Collaborating with Dr. Jerry Iwuoha, Consultant Physician with interest in Hypathology who had said nine out of 10 cancers are preventable, Dr. Brai Bartholomew of the Lagos University Teaching Hospital (LUTH), Idi-araba observed that 35 per cent of all cancers are linked to nutrition issues, and when added to that of lifestyle, they account for 85 per cent of all cancer cases. He said it shows that cancers are preventable, with improved healthy lifestyle and right diet. Bartholomew advised the public to eat balanced calorie in accordance to energy demand, as well as exercise regularly. While the advice could help in preventing some cancer, there are others that are genetically-related. Head of the Clinical Trial Group, NIMR, Dr. Agatha David, observed that some childhood cancer have known causes, and between five to 15 per cent are genetic in nature. David said causes of many childhood cancers, however, remain unknown because of unavailable modern diagnostic, treatment facility and skill capacity in the country.

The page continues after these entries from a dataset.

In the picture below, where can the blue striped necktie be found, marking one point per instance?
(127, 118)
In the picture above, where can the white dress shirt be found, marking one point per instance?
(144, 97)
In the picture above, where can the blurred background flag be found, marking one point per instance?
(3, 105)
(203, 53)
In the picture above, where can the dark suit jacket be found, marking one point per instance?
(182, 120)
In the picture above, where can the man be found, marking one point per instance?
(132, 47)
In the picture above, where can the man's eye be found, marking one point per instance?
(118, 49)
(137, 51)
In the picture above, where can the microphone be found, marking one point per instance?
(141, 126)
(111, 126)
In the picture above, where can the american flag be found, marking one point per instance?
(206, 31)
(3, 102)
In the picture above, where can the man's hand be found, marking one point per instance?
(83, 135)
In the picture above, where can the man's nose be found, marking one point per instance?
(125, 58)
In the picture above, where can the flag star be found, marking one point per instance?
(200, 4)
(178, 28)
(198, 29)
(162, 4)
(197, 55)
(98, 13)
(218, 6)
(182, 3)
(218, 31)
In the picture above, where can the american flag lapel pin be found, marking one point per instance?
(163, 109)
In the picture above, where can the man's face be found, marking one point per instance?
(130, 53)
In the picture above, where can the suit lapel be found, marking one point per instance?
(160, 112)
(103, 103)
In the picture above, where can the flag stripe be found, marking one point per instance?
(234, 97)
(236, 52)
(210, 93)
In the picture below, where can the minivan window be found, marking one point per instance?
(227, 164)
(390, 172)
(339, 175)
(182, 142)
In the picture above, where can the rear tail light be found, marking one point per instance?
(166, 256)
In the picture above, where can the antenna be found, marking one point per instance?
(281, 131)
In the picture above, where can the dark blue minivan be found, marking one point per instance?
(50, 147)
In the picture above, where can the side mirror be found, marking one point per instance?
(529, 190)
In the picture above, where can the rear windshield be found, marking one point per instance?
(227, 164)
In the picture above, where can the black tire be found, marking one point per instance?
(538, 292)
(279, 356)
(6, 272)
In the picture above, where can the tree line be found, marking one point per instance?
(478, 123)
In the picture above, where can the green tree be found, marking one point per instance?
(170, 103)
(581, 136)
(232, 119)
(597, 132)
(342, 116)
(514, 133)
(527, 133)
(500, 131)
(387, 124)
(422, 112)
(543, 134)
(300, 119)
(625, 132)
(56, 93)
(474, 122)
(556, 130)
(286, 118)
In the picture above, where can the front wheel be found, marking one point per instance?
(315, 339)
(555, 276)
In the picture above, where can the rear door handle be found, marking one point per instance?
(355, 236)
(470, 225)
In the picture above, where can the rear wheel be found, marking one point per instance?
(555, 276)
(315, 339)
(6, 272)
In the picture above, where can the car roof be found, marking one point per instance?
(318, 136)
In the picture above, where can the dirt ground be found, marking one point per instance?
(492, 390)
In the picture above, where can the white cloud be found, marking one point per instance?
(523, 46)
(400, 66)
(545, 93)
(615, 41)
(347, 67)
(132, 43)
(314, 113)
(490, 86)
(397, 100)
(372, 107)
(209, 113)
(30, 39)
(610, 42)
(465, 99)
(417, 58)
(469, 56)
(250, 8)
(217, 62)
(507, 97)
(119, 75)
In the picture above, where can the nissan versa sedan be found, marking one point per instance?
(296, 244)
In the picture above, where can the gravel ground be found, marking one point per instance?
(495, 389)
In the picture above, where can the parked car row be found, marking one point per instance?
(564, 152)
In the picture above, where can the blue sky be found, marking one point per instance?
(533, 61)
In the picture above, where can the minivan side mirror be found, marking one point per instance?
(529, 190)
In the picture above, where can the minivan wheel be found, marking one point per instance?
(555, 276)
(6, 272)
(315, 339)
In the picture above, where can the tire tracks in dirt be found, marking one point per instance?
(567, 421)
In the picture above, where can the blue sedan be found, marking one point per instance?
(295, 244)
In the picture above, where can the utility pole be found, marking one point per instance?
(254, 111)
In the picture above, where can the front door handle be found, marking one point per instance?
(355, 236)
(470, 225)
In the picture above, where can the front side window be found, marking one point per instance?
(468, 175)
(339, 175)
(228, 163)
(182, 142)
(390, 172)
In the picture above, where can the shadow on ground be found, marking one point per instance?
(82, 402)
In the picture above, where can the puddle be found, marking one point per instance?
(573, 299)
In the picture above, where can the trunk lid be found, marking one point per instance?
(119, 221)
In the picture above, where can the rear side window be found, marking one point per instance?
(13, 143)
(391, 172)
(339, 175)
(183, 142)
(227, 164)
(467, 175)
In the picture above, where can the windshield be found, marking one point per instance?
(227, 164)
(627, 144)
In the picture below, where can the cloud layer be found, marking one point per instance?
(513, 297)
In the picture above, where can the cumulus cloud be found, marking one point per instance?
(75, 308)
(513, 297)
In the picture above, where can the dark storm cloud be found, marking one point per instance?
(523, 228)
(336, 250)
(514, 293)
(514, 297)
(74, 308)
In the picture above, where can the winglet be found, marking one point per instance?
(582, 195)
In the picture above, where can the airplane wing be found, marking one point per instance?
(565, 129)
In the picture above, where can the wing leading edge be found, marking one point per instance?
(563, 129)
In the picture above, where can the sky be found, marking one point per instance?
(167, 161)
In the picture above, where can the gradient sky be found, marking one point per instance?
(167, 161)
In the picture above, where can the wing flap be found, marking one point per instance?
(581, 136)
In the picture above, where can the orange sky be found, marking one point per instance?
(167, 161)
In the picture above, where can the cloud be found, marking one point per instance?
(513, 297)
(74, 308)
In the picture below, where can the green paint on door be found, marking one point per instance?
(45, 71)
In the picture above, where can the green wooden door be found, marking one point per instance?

On her part, Head, NIMR NCD Research Group, Dr. Nkiruka Odunukwe noted that the institute is expanding its activities on cancer from public enlightenment to prevention, clinical management and research on common cancers in Nigeria. “As part of activities to mark this year’s WCD, we are carrying out a weeklong free breast and cervical cancer – screening. Today’s Scientific Symposium is part of activities to educate the general public as well as update the knowledge of medical professionals on timely diagnosis, better management and quality research work to reduce cancer burden,” she added.
This story was published in Newswatch Times on March 12, 2015.